The McAfee screwup did end up sinking McAfee as an independent firm (it precipitated their acquisition by Intel, which, uh, was not a great move by Intel, perhaps). Of course then it was spun out again seven years later, then went public, then went private again...
Driver-caused BSoDs on Windows aren't really all that rare. Nvidia has been a culprit. So has Realtek. They're common enough that you can find any number of articles online about using Driver Verifier or other techniques to find the offending driver and roll it back.
That's not to say Crowdstrike's wasn't in a class of its own. They screwed up really badly, and they did so because their processes were terrible.
Their market cap is about $55 billion (and falling).
They had $6.6 billion in book assets in their most recent filings.

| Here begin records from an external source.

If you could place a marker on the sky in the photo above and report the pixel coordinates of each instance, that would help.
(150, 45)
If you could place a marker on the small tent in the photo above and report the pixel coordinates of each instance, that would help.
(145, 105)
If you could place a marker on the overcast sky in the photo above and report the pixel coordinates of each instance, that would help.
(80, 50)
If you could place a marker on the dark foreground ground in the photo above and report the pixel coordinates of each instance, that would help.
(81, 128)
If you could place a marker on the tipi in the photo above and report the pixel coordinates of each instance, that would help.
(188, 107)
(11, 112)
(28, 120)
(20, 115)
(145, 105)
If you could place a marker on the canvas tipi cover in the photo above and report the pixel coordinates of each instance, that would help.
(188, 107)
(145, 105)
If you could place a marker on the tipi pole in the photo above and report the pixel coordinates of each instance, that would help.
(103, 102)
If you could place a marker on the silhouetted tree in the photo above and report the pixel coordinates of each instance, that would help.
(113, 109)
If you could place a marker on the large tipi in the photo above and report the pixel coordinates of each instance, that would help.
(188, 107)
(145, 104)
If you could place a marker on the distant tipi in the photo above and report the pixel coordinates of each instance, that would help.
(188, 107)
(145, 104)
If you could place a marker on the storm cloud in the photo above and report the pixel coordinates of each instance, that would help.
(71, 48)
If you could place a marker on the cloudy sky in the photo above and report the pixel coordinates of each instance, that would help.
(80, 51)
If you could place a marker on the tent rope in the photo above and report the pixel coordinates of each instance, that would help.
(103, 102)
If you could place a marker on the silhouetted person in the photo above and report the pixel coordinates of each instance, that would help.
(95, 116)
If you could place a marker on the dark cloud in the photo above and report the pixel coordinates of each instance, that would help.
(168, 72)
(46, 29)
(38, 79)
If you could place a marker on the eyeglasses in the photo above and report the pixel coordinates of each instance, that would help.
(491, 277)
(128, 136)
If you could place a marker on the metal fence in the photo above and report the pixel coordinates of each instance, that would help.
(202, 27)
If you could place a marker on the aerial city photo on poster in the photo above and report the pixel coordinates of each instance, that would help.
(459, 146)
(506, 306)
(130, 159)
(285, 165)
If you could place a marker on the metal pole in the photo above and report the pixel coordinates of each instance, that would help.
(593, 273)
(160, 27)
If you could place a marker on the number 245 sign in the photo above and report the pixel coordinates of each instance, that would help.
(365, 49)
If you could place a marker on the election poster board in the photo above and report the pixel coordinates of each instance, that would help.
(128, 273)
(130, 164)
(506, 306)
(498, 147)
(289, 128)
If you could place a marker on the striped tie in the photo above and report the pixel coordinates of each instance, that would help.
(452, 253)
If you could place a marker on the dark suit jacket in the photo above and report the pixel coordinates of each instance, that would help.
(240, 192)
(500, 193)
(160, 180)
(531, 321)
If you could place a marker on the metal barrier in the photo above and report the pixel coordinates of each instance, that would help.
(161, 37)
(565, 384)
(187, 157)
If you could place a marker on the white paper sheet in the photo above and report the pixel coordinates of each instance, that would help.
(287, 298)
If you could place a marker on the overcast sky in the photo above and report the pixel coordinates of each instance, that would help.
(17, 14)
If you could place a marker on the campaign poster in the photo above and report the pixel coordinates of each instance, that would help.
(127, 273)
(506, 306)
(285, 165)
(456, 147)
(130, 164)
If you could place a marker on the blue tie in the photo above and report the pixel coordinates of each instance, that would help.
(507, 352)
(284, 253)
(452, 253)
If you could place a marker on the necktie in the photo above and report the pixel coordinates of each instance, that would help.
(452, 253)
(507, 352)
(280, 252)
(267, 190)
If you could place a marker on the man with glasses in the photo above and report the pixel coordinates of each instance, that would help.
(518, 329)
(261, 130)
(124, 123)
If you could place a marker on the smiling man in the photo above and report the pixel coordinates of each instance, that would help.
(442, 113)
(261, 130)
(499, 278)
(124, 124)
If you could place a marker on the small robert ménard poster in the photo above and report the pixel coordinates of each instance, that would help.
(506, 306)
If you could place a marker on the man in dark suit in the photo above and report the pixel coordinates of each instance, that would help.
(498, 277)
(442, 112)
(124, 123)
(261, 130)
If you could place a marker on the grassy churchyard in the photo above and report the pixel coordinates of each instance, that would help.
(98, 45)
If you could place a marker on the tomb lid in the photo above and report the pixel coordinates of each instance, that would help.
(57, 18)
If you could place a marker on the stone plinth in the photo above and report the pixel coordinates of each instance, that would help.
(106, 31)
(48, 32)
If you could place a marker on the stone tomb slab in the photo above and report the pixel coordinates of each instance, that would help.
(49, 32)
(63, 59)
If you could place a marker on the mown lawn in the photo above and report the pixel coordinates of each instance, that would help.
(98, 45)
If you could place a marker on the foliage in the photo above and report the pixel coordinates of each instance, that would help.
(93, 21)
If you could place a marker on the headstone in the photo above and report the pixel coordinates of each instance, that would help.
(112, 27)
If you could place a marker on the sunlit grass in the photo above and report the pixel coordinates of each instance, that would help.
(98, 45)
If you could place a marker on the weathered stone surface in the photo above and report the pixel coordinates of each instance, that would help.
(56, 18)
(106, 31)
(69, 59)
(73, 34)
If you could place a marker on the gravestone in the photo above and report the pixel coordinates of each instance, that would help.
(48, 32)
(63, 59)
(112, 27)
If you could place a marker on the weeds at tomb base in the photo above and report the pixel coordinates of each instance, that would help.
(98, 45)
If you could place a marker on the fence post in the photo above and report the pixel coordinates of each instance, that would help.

However, that includes the book value of a lot of contracts that have since been revalued to zero - or less.
One wonders what the actual realisable value of their assets might be.
So by how much would Delta’s loss have been reduced if they had accepted CrowdStrike’s generous offer? Was it one free pizza for every employee doing more than four hours overtime?
I suppose an airline has security rules, so would they have been legally allowed to accept any outside help?
CrowdStrike absolutely was responsible for the outage. However, Delta absolutely has responsibility for the slowness of their recovery - it took Delta over a week to do what every other airline managed in a few days. That shows some serious lack of planning and/or incompetence on Delta's part.
TBH I can see both sides here. Delta refused their "free" help.
But do you really want the vendor who royally screwed you to "fix" the problem? Perhaps not. I would imagine Delta (and many other companies) will be looking for a new vendor to supply these sorts of services.
CrowdStrike is probably going to be forced into bankruptcy by the litigation that's surely coming. And they might deserve it.